Hoje estou mais por fora de filmes do que há alguns anos. Escrevo menos resenhas e assisto menos filmes. Ocasionalmente vejo algum filme da Marvel ou algum Missão Impossível e ainda me divirto com eles caso sejam bem feitos. Caso contrário eu prefiro filmes mudos ou produções dos anos 70, de qualquer gênero, de verdade. Seja western, ficção científica ou noir. Gosto de diretores com visões peculiares, como Jim Jarmusch, Hal Hartley, Wes Anderson e Aki Kaurismâki.

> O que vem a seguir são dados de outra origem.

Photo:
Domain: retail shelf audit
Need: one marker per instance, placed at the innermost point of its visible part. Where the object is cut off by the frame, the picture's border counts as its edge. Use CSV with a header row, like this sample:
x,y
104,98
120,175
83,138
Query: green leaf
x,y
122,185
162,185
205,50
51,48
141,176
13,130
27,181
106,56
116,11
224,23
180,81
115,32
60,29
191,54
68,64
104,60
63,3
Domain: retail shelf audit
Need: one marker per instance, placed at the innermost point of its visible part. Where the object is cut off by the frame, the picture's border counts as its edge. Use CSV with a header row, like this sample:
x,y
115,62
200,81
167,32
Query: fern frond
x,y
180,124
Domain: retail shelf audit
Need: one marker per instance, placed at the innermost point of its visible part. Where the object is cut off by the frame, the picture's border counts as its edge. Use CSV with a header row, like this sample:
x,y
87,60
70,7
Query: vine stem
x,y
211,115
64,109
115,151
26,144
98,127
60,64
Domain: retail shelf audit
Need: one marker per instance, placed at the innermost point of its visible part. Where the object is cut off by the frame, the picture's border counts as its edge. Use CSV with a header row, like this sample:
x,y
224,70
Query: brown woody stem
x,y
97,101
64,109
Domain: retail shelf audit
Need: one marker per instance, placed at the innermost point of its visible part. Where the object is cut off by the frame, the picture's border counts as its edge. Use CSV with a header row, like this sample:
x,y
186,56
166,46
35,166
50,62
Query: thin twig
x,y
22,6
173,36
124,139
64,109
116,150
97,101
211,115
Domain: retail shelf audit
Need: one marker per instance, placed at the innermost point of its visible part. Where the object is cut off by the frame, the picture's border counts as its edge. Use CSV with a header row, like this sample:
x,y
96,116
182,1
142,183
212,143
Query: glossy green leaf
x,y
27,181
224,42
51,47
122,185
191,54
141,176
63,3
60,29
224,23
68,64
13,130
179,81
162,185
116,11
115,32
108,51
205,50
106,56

No blog você falado muito sobre as suas leituras das obras do Julio Cortázar. Há algum motivo em particular para a leitura desses trabalhos recentemente? O que mais você tem lido, visto e ouvido recentemente que recomendaria?

Sim, eu descobri o Cortázar recentemente, senti uma conexão muito grande com o trabalho dele. Por enquanto só li seus contos, ainda não li nenhum dos romances. Gosto do mistério e da ambiguidade de seus trabalhos. No momento estou lendo o livro mais recente do John Irving, mesmo sendo um pouco longo e não sendo seu melhor trabalho. Ainda gosto de livros dele como The Hotel New Hampshire e Cider House Rules. Tenho tentado ler vários clássico que havia evitado até então, como Kafka, Camus e Joyce. Espero encarar Ulysses ainda esse ano. Além de Cortázar, o Denis Johnson é provavelmente minha descoberta mais recente. Jesus’s Son e Angels são livro incríveis. Como disse, tenho visto menos filmes. Gostei de O Lagosta.